My thinking towards money in general has shifted. I now look for where I can spend less. I have learnt to approach companies to see if we can mutually benefit. I recently bought a new yoga mat and thought to send the company a message to see if they offer deals to teachers. Turns out they do offer mats that are slightly disfigured but no less useful at half off, but it’s not advertised anywhere, you would have to send a personal message. I also follow companies that I like and wait until they do offer a promotion. A lot of expensive restaurants, for example, will offer a Prix-fix menu where you get the same experience and taste yet usually less than half price. Sometimes waiting for those moments or seeking them out, is so beneficial and no less rewarding.
There’s a term in yoga, one of the moral and spiritual observances for yogis, Aparigraha, that sort of sums up this minimalist thinking for me. Aparigraha is roughly translated to non-attachment or non-accumulation. It is one of the Yamas; the counter part to the Nyamas that combined consist of the second limb of the eight-limbed path according to Patanjali’is Yoga Sutras. They provide guidance as sort of the Commandments for yogis. Aparigraha is the “commandment” that suggests one should not be attached to worldly objects.

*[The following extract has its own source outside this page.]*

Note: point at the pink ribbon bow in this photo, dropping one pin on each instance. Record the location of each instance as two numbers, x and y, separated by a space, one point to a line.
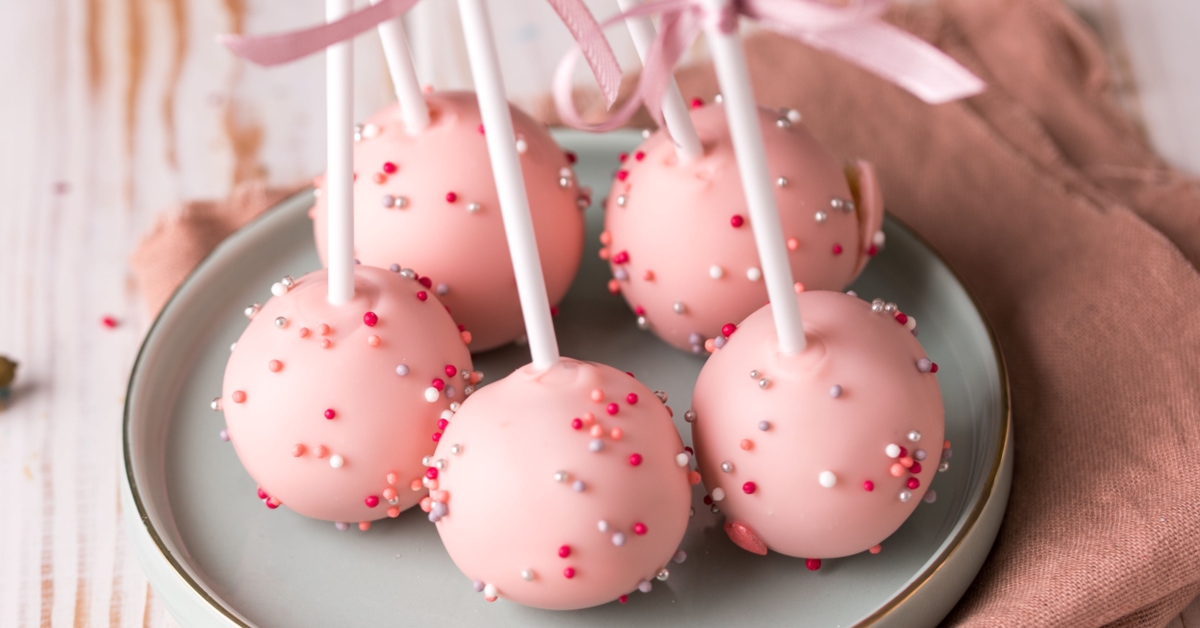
283 47
853 33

One should not be attached to expectations or outcomes. One simply lives and observes the moment. Now this is easier said that done, especially when we live in a materialistic world, but it is possible. Minimalism is a huge concept in feng shui; the more clutter in the material world, the more clutter in the mental one. If you want a simpler life, simplify what’s surrounding you. I stumbled upon a great website the other day becomingminimalist.com that offers great articles and advice on minimalism. From my experience, it is definitely something worth pursuing. Who knows, you may just feel so free you pick up and travel for a while!!